No topic generates more anxiety in a renovation than change orders. For many homeowners, "change order" is synonymous with "the GC found a way to charge me more." And sometimes it is — but the honest version of change orders is different, and understanding it is the best protection you have.
A legitimate change order is documentation of work that was not in the original contract, for three possible reasons: a change in scope you requested, a code or inspection requirement that was not anticipated, or a hidden condition discovered during construction. Every one of these is real and common in Philadelphia housing stock, and every one of them should be documented in writing before the work proceeds.
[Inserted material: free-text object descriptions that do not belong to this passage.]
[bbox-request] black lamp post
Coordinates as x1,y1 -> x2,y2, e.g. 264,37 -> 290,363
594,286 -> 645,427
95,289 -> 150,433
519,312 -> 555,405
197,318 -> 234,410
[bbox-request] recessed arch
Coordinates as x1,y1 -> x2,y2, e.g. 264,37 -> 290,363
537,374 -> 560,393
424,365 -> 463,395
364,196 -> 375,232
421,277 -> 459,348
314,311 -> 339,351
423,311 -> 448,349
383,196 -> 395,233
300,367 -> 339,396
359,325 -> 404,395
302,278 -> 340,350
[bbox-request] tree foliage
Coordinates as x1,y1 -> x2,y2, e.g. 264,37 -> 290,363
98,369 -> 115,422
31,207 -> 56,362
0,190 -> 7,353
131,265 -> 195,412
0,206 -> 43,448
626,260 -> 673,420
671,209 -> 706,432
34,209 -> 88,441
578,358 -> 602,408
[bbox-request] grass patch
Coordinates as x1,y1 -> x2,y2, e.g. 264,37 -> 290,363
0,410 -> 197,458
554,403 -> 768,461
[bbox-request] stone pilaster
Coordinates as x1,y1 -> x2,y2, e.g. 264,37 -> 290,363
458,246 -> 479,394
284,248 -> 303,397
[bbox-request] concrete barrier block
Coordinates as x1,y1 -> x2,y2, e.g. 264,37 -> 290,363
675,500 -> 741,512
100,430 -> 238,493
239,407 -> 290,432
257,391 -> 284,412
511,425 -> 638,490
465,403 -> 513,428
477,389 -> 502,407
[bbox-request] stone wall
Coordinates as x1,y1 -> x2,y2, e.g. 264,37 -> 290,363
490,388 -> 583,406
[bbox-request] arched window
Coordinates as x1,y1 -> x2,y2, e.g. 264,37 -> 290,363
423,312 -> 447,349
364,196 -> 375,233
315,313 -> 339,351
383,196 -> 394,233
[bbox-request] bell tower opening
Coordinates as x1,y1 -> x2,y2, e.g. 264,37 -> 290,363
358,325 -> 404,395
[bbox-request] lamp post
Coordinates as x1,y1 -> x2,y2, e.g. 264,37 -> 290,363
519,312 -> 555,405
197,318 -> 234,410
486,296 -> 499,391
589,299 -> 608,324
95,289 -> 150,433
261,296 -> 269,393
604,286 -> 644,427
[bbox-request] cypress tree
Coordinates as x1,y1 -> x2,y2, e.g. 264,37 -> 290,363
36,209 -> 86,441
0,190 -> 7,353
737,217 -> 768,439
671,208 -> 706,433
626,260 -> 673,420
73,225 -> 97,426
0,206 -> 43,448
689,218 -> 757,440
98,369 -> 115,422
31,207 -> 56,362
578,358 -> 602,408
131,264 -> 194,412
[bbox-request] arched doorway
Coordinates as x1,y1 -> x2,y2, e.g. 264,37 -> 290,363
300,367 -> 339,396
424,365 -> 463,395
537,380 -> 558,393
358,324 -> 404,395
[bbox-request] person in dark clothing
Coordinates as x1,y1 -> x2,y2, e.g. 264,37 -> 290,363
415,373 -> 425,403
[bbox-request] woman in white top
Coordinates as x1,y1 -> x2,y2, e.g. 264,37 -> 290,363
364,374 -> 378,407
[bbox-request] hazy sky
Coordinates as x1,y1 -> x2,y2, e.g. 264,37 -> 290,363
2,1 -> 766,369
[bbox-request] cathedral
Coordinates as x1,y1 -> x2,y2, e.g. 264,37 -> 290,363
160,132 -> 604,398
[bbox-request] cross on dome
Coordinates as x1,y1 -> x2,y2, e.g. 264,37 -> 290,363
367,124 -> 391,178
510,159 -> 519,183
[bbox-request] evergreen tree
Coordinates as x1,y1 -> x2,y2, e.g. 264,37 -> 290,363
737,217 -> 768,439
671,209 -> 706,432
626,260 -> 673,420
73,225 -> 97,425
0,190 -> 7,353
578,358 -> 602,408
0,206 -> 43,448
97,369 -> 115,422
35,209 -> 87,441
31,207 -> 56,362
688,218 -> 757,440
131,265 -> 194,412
What a fair change order process looks like
When a condition is discovered — say, demo reveals a section of deteriorated framing at the party wall bearing — your project manager shows you the photos, explains the options, and presents a written change order with cost and schedule impact before a hammer swings. You sign off. Work proceeds. No retroactive invoice, no pressure, no ambiguity.
An unfair change order process looks like this: work proceeds without your knowledge or approval, and the invoice appears at the end with a new total. This is not a disagreement about what "change order" means — it is a contractual violation. Any contract you sign with a GC should specify that all change orders require written owner authorization prior to work. If yours does not, add it.
The contingency conversation
The other side of the change order problem is insufficient contingency. In Philadelphia rowhome renovation, a 10% contingency budget is minimum; we recommend 12% to 15% for pre-1950 properties. That contingency is not extra profit for us — it is the reserve that covers the legitimate surprises so that when the cracked lintel appears, it does not break the project budget.
In 22 years we have had clients use every dollar of contingency and clients who used none. The ones who budgeted it properly sleep better throughout the renovation. The ones who were sold a "no contingency" quote by a competing GC often end up calling us from a half-finished kitchen.